|1st Species||Pelecanimimus polyodon|
|Time Range||130-125 mya|
|Name Meaning||Pelican mimic|
|Physical Dimensions||2.5 meters long|
Pelecanimimus is a theropod dinosaur from the Early Cretaceous of Spain. It was named in 1994 by Bernardino P. Perez-Moreno and his crew. It was one of the most unique theropods at the time, as even though it was related to ornithomimids like Ornithomimus and Gallimimus, its general body plan still differed from them.
Pelecanimimus was a very birdlike theropod with long legs, long, slender arms, a moderately long neck, and an elongated, bird-like head with large eyes. However, it also had a few unique traits; for example, it had a small, keratinous crest on its head, lots of small teeth on its jaws, and a throat pouch extending from the middle of its jaw to the upper part of its neck (hence the meaning of its name, "pelican mimic"). Most of its body (excluding most of its legs and all of its snout) would have been covered in short, fuzz-like feathers; however, its arms would have had long, vaned feathers, similar to all other advanced theropods.
Pelecanimimus was a predator, preying on fish and small amphibians. Strangely enough for a theropod related to ornithomimids, it had many teeth on its pointed jaws, which would have been used to get a hold of struggling prey; as well as this, the extendable throat sac attaching to its lower jaw would have been used to store water and fish.

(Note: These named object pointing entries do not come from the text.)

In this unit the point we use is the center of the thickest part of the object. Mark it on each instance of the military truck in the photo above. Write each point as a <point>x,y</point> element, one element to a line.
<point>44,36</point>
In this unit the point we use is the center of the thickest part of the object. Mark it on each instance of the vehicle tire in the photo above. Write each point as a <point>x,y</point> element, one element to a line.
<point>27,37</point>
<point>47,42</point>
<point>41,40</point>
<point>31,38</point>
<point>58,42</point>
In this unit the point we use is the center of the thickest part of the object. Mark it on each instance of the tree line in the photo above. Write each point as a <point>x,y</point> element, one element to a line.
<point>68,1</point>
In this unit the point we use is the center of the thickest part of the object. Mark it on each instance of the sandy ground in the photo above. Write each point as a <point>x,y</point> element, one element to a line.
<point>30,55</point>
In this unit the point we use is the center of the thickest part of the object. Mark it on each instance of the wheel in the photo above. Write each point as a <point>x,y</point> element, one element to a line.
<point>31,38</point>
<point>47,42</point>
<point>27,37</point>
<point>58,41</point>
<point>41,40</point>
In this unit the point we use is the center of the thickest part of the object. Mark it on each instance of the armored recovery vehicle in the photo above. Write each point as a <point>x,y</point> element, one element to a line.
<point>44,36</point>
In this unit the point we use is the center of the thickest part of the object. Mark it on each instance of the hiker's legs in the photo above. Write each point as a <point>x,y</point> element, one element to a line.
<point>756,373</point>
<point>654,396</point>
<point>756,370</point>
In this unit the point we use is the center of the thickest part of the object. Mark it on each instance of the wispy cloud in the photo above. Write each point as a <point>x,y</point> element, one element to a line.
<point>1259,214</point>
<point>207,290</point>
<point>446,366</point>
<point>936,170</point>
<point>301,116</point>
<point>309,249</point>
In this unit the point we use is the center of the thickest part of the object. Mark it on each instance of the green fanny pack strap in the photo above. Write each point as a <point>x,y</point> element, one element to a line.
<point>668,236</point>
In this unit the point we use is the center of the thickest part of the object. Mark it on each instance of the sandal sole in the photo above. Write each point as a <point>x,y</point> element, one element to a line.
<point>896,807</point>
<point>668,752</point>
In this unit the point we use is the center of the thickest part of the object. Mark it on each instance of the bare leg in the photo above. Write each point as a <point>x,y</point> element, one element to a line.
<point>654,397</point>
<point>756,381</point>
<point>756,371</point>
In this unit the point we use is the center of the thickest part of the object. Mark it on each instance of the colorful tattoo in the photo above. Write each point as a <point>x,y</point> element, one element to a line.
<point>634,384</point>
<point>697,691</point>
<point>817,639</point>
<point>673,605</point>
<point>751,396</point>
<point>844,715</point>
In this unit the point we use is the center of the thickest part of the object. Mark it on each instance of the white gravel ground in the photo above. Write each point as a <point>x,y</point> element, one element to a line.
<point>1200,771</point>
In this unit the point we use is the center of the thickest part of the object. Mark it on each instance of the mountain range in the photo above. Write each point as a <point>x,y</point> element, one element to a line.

Unlike its relatives, the ornithomimids, which had completely toothless jaws, Pelecanimimus had many small, sharp teeth on its jaws, which would have given it a bite that cut and ripped food into pieces; along with a large throat pouch that was discovered in a well-preserved specimen, this feature tells us that Pelecanimimus was more carnivorous than its later, more advanced cousins. It may have waded around in the large lake in the center of its habitat, grabbing any fish or frogs with its jaws and collecting them with its throat pouch before swallowing them later. Along with this, the same specimen showed that Pelecanimimus had a small, triangular crest at the back of its head. It is most likely that this crest was used for display, but whether it was used for attracting mates or recognition by other members of its species is yet unknown.